El camino Real es largo y atraviesa gran parte del país de norte a sur. Desde Esteros en el lejano norte hasta la cordillera Magrenica no existe gran riesgo; aunque de ahí hasta la capital del imperio, Puertas Adentro, siempre es de utilidad uno o dos acompañantes para evitar tanto bestias como bandidos. Siguiendo por el sur el único destino importante es la ciudad de Aita; sin embargo, este tramo del camino ha cobrado tantas vidas como las guerras de antaño. Para llegar hasta Aita es necesario unirse a una de las tantas caravanas que constantemente realizan el viaje. El camino Maldito no lleva ese nombre por pura estética, pues al ser el sur la latitud menos poblada del imperio todavía se ven muchas de los monstruos salvajes que alguna vez aterrorizaron al continente. Es por esto por lo que desde Aita hasta casi cien kilómetros adentrándose en el camino Real se ubican una serie de torres de vigilancia encargadas de resguardar a los viajeros que entran y salen de la ciudad. Aquella mañana la torre más lejana estaba custodiada por dos soldados. Uno recién se levantaba de su cama de paja en el segundo piso, mientras el otro estaba por terminar su turno nocturno en el tercero. El sol se asomaba lento desde el horizonte y por fin el frio empezaba a declinar.
—¡Eh, Plinio! —dijo el hombre que acababa de emerger desde el agujero que llevaba al piso anterior, al mismo tiempo que un rayo de sol rebotaba sobre su recién puesto casco y caía sobre los ojos de su compañero— ¿Qué tal la noche?
—Hace unas horas creí escuchar una hidra, pero creo que se asustó cuando me vio—contesto el vigía bromeando, mientras tapaba el breve reflejo con su mano—. Vamos, toma un poco de té.
El soldado tomó la tetera que yacía sobre la fogata y vertió un poco de su contenido en una maltrecha taza de greda.

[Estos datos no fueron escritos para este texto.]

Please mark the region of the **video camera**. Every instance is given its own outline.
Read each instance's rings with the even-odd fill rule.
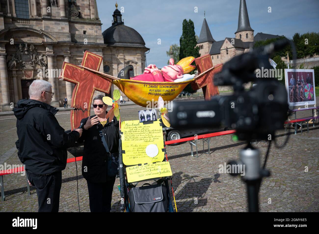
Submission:
[[[176,102],[169,118],[175,128],[226,126],[236,130],[240,140],[267,139],[283,128],[287,117],[287,92],[278,79],[256,77],[255,71],[272,69],[269,59],[289,43],[285,40],[236,56],[225,63],[214,78],[215,85],[231,85],[230,96],[215,96],[208,101]],[[248,91],[244,84],[257,84]]]

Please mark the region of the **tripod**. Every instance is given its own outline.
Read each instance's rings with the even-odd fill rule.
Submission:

Bebió un poco, y luego miró por el camino en dirección a su ciudad. Muy a lo lejos, como dos minúsculos puntos, se veían venir dos soldados montados en mulas.

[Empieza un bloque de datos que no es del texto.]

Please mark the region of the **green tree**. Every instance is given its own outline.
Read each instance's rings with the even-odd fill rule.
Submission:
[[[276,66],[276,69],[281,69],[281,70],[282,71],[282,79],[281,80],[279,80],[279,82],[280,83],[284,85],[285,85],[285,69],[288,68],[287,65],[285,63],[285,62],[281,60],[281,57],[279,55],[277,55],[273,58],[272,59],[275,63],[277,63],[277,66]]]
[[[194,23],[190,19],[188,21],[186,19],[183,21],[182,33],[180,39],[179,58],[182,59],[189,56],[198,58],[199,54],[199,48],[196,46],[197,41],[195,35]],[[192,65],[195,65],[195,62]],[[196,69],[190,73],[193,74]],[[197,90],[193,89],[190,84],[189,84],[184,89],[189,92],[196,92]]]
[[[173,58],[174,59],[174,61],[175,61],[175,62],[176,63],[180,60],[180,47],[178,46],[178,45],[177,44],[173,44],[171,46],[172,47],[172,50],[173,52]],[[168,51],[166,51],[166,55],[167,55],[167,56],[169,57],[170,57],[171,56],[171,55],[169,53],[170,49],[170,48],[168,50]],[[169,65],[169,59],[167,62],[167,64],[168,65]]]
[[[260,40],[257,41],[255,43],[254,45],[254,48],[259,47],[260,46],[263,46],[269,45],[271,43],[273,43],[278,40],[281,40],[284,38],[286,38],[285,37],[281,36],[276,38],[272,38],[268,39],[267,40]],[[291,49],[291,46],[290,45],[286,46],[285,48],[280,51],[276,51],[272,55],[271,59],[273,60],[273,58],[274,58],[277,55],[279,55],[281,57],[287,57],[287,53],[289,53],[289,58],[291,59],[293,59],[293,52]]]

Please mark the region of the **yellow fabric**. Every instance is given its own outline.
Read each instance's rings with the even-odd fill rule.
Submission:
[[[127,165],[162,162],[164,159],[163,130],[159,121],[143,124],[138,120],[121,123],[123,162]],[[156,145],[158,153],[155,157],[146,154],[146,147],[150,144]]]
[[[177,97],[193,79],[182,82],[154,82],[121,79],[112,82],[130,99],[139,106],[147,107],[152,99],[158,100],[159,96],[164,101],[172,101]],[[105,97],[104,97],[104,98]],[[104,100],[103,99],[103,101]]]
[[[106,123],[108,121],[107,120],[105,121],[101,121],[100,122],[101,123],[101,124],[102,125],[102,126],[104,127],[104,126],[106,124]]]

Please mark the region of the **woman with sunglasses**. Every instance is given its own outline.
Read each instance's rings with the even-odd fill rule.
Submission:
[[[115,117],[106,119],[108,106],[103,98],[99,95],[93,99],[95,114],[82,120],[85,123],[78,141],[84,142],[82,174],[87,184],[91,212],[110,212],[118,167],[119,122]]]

—Qué suerte la tuya, Tito —dijo Plinio, mientras su amigo bebía otro sorbo de su bebida caliente—. Llegarán a la hora Prima.
—¡Ja! Pero vas a dormir suficiente, tenemos que esperar a que descansen un poco esas mulas.
Plinio asintió con la cabeza e inmediatamente bajó por la escalera hasta el segundo piso: el piso dormitorio. Se desvistió rápidamente y se acostó en la cama de paja. En tanto, el recién levantado Tito se sentó sobre el cofre donde guardaban las armas, quedando a la altura justa para vigilar el Camino Real. Cruzo sus piernas para intentar calentarlas, ya que su corto pantalón apenas cubría hasta las rodillas y, con su taza en la mano, observo como el gigantesco y azul sol se alzaba lentamente sobre el horizonte.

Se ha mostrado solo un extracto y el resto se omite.